En clair, la Cour de cassation s’inscrit dans sa ligne jurisprudentielle constante selon laquelle l’employeur est obligé de réintégrer le salarié lorsque l’autorisation administrative a été annulée (Soc. 5 déc. 2018, n° 16-19.912, D. 2018. 2420 ) il a enfin été jugé que le salarié protégé licencié en méconnaissance de son statut protecteur pouvait obtenir sa réintégration (Soc. 25 janv. 2006, n° 04-40.789, Bull. civ. V, n° 28 ; D. 2006. 467 ; ibid. 2002, obs. J. Pélissier, B. Lardy-Pélissier et B. Reynès ; RDT 2006. 41, obs. M. Grévy ). Il est en outre logique que la résiliation judiciaire produise les effets d’un licenciement nul lorsque le statut protecteur n’a pas été respecté (Soc. 26 sept. 2006, n° 05-41.890, Dalloz jurisprudence).

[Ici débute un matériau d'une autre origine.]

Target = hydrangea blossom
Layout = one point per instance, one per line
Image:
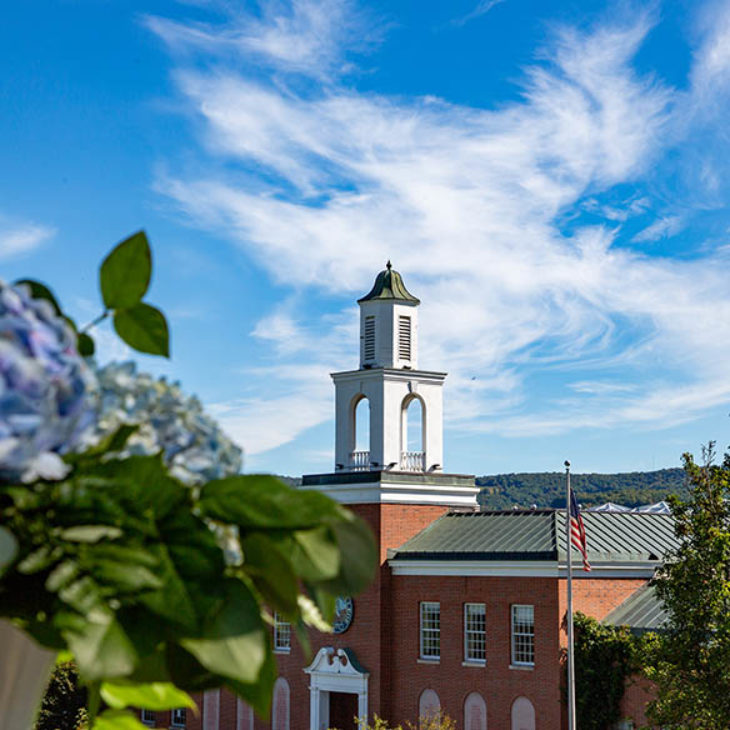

La Cour de cassation a par ailleurs jugé que le salarié protégé qui a saisi le juge prud’homal d’une demande de résiliation judiciaire de son contrat de travail ainsi que d’une demande de réintégration avant l’expiration de sa période de protection pouvait prétendre non seulement aux indemnités de rupture et à une indemnité pour licenciement illicite au moins égale à six mois de salaire mais également au versement de l’indemnité forfaitaire pour violation du statut protecteur, égale aux salaires dus entre son éviction de l’entreprise et le prononcé de la résiliation de son contrat de travail (Soc. 16 déc. 2014, n° 13-15.081, Bull. civ. V, n° 290 ; Dalloz actualité, 26 janv. 2015, obs. B. Ines ; D. 2015. 83 ). Cet arrêt n’a cependant pas statué spécifiquement sur la validité d’une demande de réintégration après résiliation judiciaire du contrat de travail.